I left the project behind and moved on to other things. Among the things I moved on to was the development of a new product, Agelis, and the search for a different default database to use with that product. As you may recall from my earlier blogs, it was that search that introduced me to open source software and defenestrated me. As my search through Unix-based, open source software carried me away I was getting resistance from some of my staff on my new view of the world. They wanted to see something concrete. They wanted proof that open source software could actually deliver.They were still picking crow out of their teeth after following me blindly into the morass of .NET. Their position was that this new fangled, web-based, SOAP stuff was just a fad and essentially untenable.

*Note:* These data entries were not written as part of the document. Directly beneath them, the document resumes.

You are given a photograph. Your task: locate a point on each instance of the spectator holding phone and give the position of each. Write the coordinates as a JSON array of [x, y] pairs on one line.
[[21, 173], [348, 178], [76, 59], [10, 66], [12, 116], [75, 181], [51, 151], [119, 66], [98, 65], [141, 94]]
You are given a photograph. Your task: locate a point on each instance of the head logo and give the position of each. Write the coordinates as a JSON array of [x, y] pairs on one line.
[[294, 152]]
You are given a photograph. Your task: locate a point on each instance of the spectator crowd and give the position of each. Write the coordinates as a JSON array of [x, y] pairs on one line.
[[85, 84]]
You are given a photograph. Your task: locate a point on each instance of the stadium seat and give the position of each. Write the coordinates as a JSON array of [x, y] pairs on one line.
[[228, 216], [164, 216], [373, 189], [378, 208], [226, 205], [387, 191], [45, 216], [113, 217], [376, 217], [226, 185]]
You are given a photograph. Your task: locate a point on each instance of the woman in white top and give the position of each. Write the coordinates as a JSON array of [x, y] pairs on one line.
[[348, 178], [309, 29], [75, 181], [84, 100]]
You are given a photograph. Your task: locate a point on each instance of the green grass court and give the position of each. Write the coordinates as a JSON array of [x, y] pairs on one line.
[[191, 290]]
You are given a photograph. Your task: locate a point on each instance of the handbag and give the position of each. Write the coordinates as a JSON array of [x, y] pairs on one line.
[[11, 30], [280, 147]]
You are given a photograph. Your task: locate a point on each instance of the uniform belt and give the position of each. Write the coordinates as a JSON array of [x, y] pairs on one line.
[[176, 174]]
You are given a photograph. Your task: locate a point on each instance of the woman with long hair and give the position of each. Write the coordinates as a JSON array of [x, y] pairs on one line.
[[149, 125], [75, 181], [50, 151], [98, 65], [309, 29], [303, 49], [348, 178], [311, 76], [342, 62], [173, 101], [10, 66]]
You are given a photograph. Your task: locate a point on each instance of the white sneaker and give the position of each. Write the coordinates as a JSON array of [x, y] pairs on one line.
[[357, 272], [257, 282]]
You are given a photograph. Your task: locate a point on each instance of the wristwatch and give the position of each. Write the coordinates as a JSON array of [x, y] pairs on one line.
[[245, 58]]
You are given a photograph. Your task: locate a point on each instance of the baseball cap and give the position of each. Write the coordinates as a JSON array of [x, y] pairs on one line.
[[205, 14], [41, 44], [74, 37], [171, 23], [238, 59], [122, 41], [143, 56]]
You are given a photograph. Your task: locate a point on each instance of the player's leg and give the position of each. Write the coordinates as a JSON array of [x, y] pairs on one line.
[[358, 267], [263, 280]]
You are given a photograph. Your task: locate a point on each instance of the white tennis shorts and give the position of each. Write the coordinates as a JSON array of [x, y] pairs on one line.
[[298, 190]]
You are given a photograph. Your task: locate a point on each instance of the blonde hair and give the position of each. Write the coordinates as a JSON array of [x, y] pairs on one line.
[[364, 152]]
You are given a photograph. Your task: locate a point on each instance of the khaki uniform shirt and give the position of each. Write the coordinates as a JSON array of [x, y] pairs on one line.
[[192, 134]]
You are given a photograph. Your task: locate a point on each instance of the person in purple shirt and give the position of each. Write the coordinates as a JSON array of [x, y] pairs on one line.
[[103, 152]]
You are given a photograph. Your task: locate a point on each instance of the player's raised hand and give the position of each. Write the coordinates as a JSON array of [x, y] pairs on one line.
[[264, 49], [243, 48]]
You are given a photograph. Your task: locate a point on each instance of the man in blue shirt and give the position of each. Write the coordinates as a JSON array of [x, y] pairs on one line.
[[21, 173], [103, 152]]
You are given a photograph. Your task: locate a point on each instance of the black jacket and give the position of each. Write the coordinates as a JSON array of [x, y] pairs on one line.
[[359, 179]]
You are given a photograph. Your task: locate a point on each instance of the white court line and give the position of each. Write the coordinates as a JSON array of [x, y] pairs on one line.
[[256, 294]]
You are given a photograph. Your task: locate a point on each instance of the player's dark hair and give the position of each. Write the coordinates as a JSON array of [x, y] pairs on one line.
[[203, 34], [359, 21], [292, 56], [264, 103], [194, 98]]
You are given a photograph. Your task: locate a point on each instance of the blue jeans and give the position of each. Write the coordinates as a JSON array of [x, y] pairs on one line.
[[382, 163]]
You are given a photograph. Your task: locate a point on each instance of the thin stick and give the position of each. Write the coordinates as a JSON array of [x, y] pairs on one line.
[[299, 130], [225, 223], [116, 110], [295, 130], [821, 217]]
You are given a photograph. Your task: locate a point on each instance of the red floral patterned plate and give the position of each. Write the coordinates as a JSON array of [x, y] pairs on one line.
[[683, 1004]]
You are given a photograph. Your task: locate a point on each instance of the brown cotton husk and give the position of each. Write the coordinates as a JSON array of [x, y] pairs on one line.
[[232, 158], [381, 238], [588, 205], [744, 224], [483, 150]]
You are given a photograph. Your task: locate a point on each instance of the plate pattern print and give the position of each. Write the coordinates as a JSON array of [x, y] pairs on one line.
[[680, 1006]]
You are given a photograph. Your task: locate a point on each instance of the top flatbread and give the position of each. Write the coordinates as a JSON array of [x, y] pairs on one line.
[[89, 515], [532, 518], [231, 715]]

What they wanted me to prove was that an open source operating system, database, programming languages, web server, development and administrative tools would work better than the Microsoft's stack they knew.

Since I've already discussed FreeBSD and PostgreSQL you can see that the operating system and database are covered. Naturally, the FTP comes built-in on an operating system that's designed to work with other machines and Apache is the standard web server - everywhere, not just on Unix. Also, unlike Windows, FreeBSD comes loaded with language interpreters and compilers. So Perl, PHP, Python, C/C++ and Java are readily available, among others.

One of the real performance bottlenecks with the Microsoft stack was the SOAP service, .NET was simply not up to the task. Creating a SOAP service to provide XML output from a database query should be a simple thing. Since Unix handles text as a matter of course, it's been optimized over the decades to handle text and SOAP and XML are all about text. The only task I had before me was to find a really fast SOAP server. There were several choices. In the end I chose the gSOAP library and tool kit.

The new stack was FreeBSD, PostgreSQL, Apache, Perl, JavaScript and a SOAP server built using gSOAP. Logging was controlled by FreeBSD's logging ability and Cron took care of all the scheduling. Since each of these tools was so light-weight, I ran them all on the same server for the prototype with processing power and memory to spare. There were no memory leaks, no race conditions, no memory gobbling-oh-my-gd-we're-going-to-have-to-reboot -- again -- moments. Ever. Everything that took place on the system did so because we told it to take place and there were no mysterious processes running and absolutely no black magic.

Everything about this solution was better than the Microsoft version. First, it flew. The Microsoft version took 7 seconds to accept a search criteria, transform that criteria into a code, search the database, create the outgoing XML, deliver it to the web server and have the page rendered and sent to the browser. And it took 3 machines all running at the same time to make this happen.

The open source implementation, running on a single machine, did all this while using a small fraction of the system resources and returning results almost too quickly to measure. In production, we have been able to conduct millions of searches a minute without raising any concerns on the main server at all. I can administer every aspect of this solution from an ssh client on my phone.

And the software cost absolutely nothing. Zero. All the money I saved by not paying Microsoft I was able to sink into hardware, hosting and marketing instead.

What started out as an exercise to demonstrate the viability of a particular software stack became a profit making product. The product was always a compelling one, but the platform it needed changed. In an ever more competitive software environment, it's important that our raw material is as cheap as it can be and be of high quality too. Open source provides those benefits. I've seen for myself first hand how a product idea can be killed by Microsoft's lousy technology, but also by its lousy, expensive business model in which it charges for something when there is a better alternative available for less, or nothing.